Horace, who also followed Epicurean philosophy for a while before rejecting it, is no slouch, either. It was a great stroke of dumb luck for me that the two first Latin books I read were Lucretius and Horace. I started right up at the top. I can also recommend, with a clear conscience, Sallust, Ovid, and Livy.

It must have been around 2003 when I read Steven Runciman's History of the Crusades, and started to read Orderic Vitalis and William of Tyre because of Runciman's enthusiasm for those authors. This was my introduction to Medieval Latin, which I believe is still somewhat underrated by some Classicists who have read little or none of it. Yes, there is a lot of Medieval Latin prose and verse in print which is mediocre or worse. No doubt, a very great amount of bad Latin was written in ancient times as well. The difference is that less of the bad ancient stuff has survived.

Medieval Latin led me to Renaissance Latin and Latin more recent than that.
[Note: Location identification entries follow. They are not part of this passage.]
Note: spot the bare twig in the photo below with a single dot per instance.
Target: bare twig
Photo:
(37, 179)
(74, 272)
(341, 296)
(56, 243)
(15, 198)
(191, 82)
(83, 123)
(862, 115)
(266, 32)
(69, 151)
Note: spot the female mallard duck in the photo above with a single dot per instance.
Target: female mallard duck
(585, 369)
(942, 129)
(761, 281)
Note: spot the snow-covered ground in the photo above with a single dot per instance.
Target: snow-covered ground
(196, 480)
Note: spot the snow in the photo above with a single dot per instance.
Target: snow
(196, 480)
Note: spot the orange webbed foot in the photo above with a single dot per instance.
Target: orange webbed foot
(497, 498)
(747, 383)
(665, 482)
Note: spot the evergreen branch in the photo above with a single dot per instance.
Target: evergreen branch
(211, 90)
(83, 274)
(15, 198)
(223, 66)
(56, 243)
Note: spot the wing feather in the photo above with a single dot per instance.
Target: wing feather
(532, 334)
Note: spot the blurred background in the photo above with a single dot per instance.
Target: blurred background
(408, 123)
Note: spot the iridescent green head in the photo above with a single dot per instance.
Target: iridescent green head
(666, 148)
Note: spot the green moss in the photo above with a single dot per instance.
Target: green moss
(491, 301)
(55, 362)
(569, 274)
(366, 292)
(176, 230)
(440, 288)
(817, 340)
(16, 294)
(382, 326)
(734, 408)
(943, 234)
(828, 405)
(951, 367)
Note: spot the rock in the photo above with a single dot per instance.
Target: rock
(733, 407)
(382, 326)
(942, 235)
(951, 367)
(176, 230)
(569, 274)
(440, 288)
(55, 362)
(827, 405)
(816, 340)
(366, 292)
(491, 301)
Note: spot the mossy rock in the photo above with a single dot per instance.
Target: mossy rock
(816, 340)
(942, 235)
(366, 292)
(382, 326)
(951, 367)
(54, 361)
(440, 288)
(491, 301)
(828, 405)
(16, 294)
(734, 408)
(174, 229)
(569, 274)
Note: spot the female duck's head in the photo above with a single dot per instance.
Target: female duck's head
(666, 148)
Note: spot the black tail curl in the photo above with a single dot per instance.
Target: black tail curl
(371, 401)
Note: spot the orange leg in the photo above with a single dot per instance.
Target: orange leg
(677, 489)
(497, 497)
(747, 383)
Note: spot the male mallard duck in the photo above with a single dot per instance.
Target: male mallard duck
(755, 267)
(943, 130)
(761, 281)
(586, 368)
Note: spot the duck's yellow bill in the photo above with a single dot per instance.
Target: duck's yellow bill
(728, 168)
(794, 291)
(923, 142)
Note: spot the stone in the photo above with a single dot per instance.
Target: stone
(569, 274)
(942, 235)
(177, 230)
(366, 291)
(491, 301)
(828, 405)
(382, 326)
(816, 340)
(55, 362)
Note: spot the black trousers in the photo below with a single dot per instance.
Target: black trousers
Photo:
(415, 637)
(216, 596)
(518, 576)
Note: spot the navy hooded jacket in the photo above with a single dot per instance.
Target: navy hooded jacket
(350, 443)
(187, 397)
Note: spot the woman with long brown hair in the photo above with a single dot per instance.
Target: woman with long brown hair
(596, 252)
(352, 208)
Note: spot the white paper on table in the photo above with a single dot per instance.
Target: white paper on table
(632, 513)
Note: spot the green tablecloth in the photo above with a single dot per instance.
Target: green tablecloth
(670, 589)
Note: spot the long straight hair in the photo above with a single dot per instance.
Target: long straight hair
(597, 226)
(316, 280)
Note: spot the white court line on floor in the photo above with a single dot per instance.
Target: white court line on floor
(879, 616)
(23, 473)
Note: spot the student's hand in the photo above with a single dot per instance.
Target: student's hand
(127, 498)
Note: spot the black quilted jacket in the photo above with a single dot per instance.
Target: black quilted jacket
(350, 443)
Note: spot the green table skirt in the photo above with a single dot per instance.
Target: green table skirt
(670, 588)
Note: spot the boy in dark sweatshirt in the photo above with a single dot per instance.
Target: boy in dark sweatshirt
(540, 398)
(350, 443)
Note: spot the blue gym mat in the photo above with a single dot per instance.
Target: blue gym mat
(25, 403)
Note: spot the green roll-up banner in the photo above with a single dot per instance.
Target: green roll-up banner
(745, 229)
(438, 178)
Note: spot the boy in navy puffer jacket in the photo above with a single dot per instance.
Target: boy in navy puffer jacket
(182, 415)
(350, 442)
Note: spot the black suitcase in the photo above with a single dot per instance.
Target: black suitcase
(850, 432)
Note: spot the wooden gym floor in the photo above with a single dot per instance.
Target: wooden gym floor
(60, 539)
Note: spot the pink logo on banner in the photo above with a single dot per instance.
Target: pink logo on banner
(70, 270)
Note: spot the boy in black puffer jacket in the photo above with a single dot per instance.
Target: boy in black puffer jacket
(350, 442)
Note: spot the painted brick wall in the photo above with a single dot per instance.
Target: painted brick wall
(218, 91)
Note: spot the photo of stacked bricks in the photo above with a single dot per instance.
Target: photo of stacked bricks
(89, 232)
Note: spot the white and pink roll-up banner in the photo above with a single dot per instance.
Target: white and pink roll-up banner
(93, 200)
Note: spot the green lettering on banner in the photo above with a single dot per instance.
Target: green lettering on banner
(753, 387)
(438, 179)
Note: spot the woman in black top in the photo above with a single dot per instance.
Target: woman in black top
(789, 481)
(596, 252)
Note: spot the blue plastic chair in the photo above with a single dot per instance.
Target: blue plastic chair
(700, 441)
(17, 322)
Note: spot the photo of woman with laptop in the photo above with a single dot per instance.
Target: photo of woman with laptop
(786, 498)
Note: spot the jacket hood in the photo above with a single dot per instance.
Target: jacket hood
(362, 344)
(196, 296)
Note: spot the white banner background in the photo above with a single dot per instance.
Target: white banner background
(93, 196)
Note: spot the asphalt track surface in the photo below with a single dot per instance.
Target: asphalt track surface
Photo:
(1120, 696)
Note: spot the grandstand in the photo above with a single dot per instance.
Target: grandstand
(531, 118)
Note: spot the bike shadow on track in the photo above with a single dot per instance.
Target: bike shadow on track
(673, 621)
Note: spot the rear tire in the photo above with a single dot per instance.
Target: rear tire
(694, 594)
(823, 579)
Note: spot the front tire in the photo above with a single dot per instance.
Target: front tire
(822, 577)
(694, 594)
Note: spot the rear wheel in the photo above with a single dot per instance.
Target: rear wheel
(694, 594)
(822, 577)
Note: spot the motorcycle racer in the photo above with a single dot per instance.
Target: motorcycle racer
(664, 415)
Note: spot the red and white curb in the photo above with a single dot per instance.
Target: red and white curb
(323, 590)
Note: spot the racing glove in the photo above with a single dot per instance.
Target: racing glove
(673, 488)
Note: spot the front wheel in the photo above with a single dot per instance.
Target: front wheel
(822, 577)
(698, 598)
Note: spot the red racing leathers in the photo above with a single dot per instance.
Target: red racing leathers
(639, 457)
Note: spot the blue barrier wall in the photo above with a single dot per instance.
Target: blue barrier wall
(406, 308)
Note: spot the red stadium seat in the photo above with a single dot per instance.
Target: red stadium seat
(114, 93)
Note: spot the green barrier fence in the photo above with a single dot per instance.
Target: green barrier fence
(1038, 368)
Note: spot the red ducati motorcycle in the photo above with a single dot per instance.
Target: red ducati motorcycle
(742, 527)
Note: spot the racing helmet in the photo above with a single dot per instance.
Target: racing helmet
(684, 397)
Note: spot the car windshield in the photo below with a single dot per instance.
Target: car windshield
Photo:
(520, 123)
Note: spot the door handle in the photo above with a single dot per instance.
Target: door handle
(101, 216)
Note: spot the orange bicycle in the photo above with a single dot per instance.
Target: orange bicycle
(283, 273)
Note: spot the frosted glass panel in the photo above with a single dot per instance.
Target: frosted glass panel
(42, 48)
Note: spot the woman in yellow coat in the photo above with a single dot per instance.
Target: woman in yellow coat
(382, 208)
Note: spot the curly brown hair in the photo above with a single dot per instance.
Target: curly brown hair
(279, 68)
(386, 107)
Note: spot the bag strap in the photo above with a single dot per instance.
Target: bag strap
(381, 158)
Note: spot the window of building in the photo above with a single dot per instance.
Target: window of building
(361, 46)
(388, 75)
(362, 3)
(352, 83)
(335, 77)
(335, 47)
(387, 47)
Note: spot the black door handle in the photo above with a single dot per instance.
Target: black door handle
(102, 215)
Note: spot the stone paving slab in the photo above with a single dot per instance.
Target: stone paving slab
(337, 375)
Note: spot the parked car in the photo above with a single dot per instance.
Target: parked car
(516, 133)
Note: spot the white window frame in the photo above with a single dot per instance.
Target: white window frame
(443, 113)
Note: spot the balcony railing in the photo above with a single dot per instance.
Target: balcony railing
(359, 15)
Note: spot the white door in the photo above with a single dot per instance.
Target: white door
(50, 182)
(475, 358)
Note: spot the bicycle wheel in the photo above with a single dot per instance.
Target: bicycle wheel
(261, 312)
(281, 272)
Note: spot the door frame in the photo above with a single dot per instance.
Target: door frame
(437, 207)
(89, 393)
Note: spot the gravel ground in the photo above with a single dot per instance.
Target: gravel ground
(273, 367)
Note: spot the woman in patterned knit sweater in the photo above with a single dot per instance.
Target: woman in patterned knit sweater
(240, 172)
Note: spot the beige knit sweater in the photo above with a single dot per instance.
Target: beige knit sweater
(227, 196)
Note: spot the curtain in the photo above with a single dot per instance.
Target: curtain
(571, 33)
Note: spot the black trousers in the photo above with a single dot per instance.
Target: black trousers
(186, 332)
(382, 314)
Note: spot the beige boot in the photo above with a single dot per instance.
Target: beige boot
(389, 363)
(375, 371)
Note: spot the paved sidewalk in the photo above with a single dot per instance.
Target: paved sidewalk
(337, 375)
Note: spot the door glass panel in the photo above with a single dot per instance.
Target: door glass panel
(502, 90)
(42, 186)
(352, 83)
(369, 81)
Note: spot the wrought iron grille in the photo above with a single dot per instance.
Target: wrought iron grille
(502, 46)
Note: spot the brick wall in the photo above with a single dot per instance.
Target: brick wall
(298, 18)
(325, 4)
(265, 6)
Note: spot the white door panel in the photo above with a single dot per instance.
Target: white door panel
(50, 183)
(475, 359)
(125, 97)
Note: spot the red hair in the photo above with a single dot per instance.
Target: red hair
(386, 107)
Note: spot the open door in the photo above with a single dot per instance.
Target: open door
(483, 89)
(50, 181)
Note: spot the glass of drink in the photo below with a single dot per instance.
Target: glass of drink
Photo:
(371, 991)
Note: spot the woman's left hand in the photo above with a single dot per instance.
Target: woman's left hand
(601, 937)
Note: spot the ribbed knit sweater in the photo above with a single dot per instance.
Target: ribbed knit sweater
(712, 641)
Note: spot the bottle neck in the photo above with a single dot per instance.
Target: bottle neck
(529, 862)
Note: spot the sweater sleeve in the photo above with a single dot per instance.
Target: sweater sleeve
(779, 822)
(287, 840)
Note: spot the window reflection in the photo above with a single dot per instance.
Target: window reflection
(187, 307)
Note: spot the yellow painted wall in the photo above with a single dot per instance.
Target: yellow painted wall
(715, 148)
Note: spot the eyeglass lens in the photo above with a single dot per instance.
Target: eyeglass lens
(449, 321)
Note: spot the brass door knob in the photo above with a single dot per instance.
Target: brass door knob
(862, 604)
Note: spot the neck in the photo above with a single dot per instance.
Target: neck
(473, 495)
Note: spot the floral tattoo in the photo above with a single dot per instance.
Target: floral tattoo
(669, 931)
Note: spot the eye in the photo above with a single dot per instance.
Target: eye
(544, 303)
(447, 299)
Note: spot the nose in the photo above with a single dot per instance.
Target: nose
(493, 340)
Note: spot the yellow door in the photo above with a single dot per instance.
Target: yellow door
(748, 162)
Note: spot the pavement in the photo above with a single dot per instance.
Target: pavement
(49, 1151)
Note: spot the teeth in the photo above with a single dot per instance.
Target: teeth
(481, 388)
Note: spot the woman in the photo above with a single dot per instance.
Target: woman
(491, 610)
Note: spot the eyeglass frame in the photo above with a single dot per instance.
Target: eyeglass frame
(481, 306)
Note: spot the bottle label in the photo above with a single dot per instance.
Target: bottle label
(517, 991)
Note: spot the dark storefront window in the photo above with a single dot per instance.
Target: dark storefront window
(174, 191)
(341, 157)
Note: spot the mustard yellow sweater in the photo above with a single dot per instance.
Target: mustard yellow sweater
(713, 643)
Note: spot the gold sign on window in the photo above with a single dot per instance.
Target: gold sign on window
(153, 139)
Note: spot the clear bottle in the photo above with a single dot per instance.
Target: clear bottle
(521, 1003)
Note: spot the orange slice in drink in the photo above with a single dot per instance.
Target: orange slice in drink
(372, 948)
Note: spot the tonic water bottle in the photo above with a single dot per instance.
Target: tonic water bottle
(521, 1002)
The first Latin publication which I awaited with great excitement, and pre-ordered before it was published, is RJ Tarrant OCT edition of Ovid's Metamorphoses.

The Latin prefaces to the Latin and Greek texts from OCT, Teubner and the various 19th-century publishers I've learned about, are much easier to read than the main texts themselves, as least for me. And so, very early on in this entire autodidactic process, I became fascinated by the transmission of ancient texts. In my very first OCT volume, right at the start of the preface, Cyril Bailey, states something quite fascinating indeed: "Lvcretiani carminis qui exstant codices ab uno exemplari deducti sut omnes, quod demonstravit Carolus Lachmann quarto aut quinto saeculo scriptum fuisse et in regno Francico servatum." ("All of the existing manuscripts of Lucretius' poem derive from one copy, which, as Karl Lachmann has demonstrated, was made in the Frankish kingdom in the fourth or fifth century.")

I wondered: how exactly did Lachmann demonstrate such a thing? This is possibly the single most famous demonstration in the history of textual criticism, and I've read much more about it since then, and how Jacob Bernays deserves much of the credit which Lachmann has received, and how some of the details of their model have been corrected. Don't ask me to explain it to you. In a couple of years, maybe. I'm still learning.